For return-to-work status, off-site work resumption and no study resumption were found to have a higher proportion of psychological and sleep symptoms than other return-to-work statuses. Subgroup analyses of different return-to-work statuses showed that having an enterprise management job could be a risk factor for psychological problems across different return-to-work statuses. This observation may be related to the pressure of unstable economic status caused by the epidemic. During the return-to-work period, multiple factors may have different complex effects on people with different return-to-work statuses. Targeted psychological interventions should focus not only on those resuming on-site work but also on those engaging in off-site work or not back to work, and individualized interventions should be conducted.

Limitations

First, because of the restriction on cross-regional outside activities during the survey time, probability sampling was not available. Nonprobability sampling may have inherent limitations in accurately representing the entire population. Therefore, the authors adopted a population-based stratification and quota sampling method to improve the overall representation. Second, although we used the snowball sampling method to recruit hard-to-find samples, due to strict isolation, some sample sizes might be small (e.g., cured and confirmed patients), which could limit the representation of these groups. Third, due to cultural restriction and epidemic concerns, whether people had loved ones who contracted or died from COVID-19 were not asked in this study. The bereavement of COVID-19 could be a significant contributor to pandemic stress and psychological symptoms, which might confound the findings of the present study.
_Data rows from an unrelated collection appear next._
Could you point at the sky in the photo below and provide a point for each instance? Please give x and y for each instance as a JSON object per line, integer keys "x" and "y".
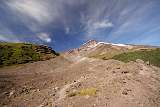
{"x": 66, "y": 24}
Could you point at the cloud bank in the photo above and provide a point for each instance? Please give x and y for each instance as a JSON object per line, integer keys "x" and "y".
{"x": 121, "y": 21}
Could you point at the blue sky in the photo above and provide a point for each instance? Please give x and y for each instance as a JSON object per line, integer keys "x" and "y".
{"x": 66, "y": 24}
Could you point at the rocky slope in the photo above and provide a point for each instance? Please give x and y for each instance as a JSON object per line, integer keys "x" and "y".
{"x": 76, "y": 79}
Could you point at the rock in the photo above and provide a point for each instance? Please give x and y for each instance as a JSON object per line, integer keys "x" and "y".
{"x": 11, "y": 93}
{"x": 139, "y": 61}
{"x": 56, "y": 88}
{"x": 125, "y": 72}
{"x": 148, "y": 63}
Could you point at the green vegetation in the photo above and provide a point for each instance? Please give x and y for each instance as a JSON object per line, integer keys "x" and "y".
{"x": 20, "y": 53}
{"x": 83, "y": 92}
{"x": 153, "y": 56}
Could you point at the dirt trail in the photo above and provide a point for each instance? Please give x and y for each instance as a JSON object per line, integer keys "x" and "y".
{"x": 48, "y": 84}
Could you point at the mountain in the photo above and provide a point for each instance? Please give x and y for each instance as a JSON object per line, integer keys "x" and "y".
{"x": 20, "y": 53}
{"x": 97, "y": 74}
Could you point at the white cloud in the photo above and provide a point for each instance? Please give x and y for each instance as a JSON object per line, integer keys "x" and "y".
{"x": 103, "y": 24}
{"x": 44, "y": 37}
{"x": 92, "y": 27}
{"x": 38, "y": 10}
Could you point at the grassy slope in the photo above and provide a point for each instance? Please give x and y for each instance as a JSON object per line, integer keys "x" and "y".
{"x": 153, "y": 56}
{"x": 19, "y": 53}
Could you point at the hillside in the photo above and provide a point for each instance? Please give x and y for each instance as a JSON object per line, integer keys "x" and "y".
{"x": 96, "y": 74}
{"x": 20, "y": 53}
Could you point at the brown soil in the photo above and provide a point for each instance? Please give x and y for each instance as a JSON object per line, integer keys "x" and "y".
{"x": 50, "y": 84}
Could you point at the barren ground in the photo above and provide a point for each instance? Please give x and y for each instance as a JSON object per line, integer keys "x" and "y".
{"x": 51, "y": 84}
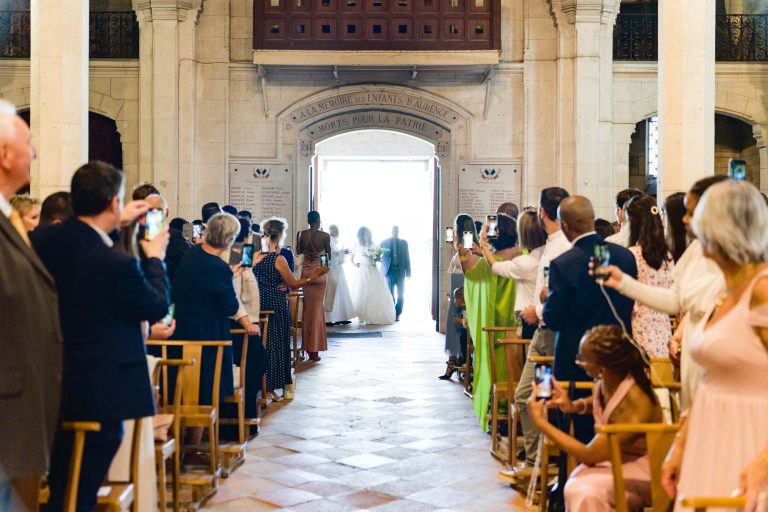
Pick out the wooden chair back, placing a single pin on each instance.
(76, 462)
(659, 438)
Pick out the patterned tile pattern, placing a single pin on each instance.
(371, 428)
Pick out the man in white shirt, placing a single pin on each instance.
(543, 343)
(622, 198)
We analyzed the rates of COVID-19 diagnosis/deaths in different regions of China and did not find statistically significant difference, indicating possibly limited influence on this study. However, this factor deserves further exploration when available. Finally, selection bias was inevitable because of the hybrid nonrandom resampling and dropout cases. A study with random sampling should be carried out when possible. Additionally, a follow-up study can better analyze the changes in the prevalence and severity of psychological symptoms, which might be a further direction for this topic.

Conclusions

This study suggested that 18.3 14.9, and 17.9% of the participants had anxiety, depression, and insomnia symptoms, respectively, and 2.2–2.7% had severe problems. Engaging in outside activity once in ≥ 30 days (OR = 2.719, OR = 2.074, OR = 2.225) and age 50–64 years (OR = 2.431, OR = 1.936, OR = 2.036) were common risk factors for anxiety, depression and insomnia symptoms. Living in Hubei Province (OR = 1.304, OR = 1.242) was a common risk factor for anxiety and insomnia symptoms. Working as frontline medical staff (OR = 2.150) was another risk factor for anxiety symptoms. These high-risk populations should receive timely assistance in psychological health. The health education rate reached 98.9%, and 45.0% of the participants had received targeted education. However, the psychological intervention rate was only 16.2%, and 2.5% of the participants received target interventions, which is not sufficient. Efforts should be made to strengthen interventions for populations with a high risk of psychological and sleep symptoms.